The lawsuit names as defendants restauranteurs Spike and Amy Gjerde and Watershed LLC, the corporate parent of their three restaurants — Woodberry Kitchen, Parts & Labor and Artifact Coffee. A fourth establishment, Shoo-Fly, closed earlier this year but is also named as a defendant.
Messages left with a representative of Watershed and Woodberry Kitchen were not returned.
The named plaintiffs were pastry cooks at Woodberry Kitchen, although they prepared items for the other restaurants and cafes, according to the complaint. They were paid in what was described by management as “shift pay” and were required to stay 10 hours no matter when they started to receive salaries, according to the complaint.
The lawsuit alleges the “shift pay” model allowed the restaurants to evade federal and state wage laws.
“Defendants’ ‘shift pay’ method of pay was concocted for the sole purpose of not paying Plaintiffs and others for overtime,” the complaint states.
The prep cooks routinely worked for 10 straight hours because the defendants’ “strict scheduling practices” allowed only for quick breaks, according to the complaint.
“Defendants made clear to plaintiffs and others that their daily wages would be denied altogether if they worked less,” the complaint states.

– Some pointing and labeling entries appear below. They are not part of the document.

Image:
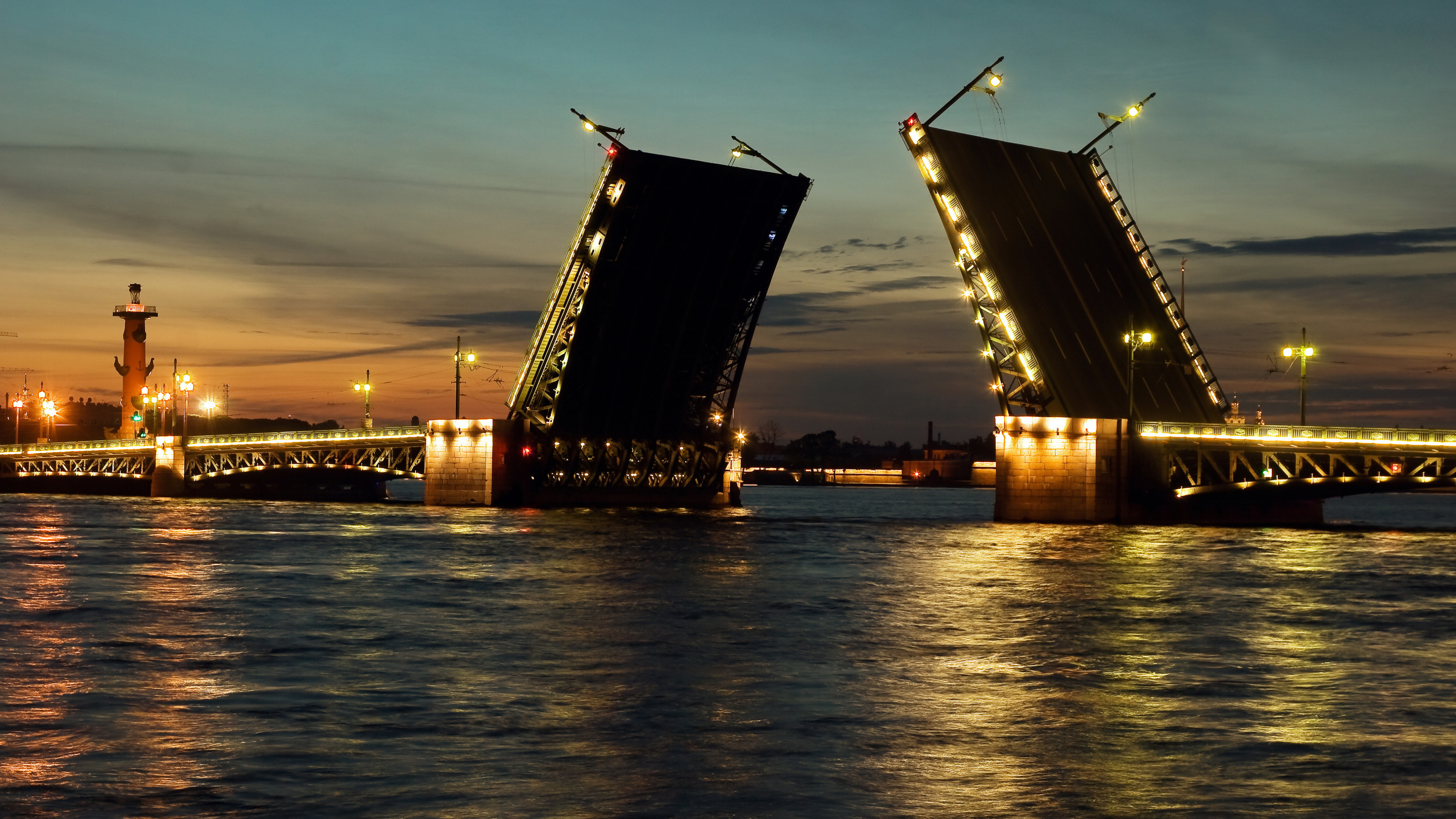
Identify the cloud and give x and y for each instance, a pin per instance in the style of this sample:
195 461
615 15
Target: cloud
499 318
174 199
1375 244
777 350
913 283
800 309
253 361
854 245
861 267
1401 286
814 331
130 263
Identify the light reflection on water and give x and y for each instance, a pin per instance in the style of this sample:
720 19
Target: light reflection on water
861 652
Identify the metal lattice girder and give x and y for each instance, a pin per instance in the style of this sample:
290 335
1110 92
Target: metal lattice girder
404 460
1327 461
648 327
606 464
110 465
1056 270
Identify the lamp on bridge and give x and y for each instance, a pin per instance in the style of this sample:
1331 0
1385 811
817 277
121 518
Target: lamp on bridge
468 359
364 388
1135 342
187 399
1304 353
18 404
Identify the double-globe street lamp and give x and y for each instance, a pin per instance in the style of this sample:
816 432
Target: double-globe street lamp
1135 342
1304 353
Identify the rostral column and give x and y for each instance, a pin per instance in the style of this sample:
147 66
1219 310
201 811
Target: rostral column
133 365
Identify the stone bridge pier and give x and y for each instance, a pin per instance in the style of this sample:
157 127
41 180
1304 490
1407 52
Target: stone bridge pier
1098 471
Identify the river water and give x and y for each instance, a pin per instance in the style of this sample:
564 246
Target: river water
823 652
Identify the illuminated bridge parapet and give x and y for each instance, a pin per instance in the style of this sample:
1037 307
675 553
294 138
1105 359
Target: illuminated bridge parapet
1304 461
392 451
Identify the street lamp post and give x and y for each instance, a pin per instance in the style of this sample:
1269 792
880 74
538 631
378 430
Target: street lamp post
364 388
1304 353
469 362
1135 342
162 411
187 400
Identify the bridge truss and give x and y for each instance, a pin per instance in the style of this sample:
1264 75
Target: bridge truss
1317 461
682 465
398 451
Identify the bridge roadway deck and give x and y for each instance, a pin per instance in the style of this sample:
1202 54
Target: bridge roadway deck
1302 463
389 451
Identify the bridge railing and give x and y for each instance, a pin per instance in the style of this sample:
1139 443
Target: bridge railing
1296 435
383 435
72 448
78 448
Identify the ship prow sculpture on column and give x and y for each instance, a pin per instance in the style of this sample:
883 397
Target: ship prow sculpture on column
627 394
1076 323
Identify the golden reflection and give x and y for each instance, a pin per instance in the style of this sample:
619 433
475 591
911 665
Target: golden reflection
47 655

Woodberry Kitchen opened in 2007 and has become one of the most critically acclaimed farm-to-table restaurants in the region. Last month, Spike Gjerde, who also serves as chef for his restaurants, won the prestigious James Beard award for “Best Chef: Mid-Atlantic.” He had been a finalist for the award in 2013 and 2014.
Federal court records show no previous lawsuits filed against the Gjerdes or their company.
The lawsuit alleges prep cooks were given a to-do list each day with specific instructions on what to prepare and in what quantities, a list they could not deviate from. The prep cooks also were responsible for “setting up stations and collecting the necessary supplies to cook,” as well as closing and cleaning the kitchen correctly, according to the lawsuit.
The plaintiffs are seeking damages under the Fair Labor Standards Act and Maryland Wage and Hour Law. The lawsuit does not indicate how many members there could be in the potential class action.
The plaintiffs are represented by Benjamin L. Davis III and James A. Lanier of The Law Offices of Peter T. Nicholl in Baltimore. The lawyers did not respond to requests for comment.
The case is Giegerich, et al., v. Watershed LLC, et al., 1:15-cv-01728-CCB.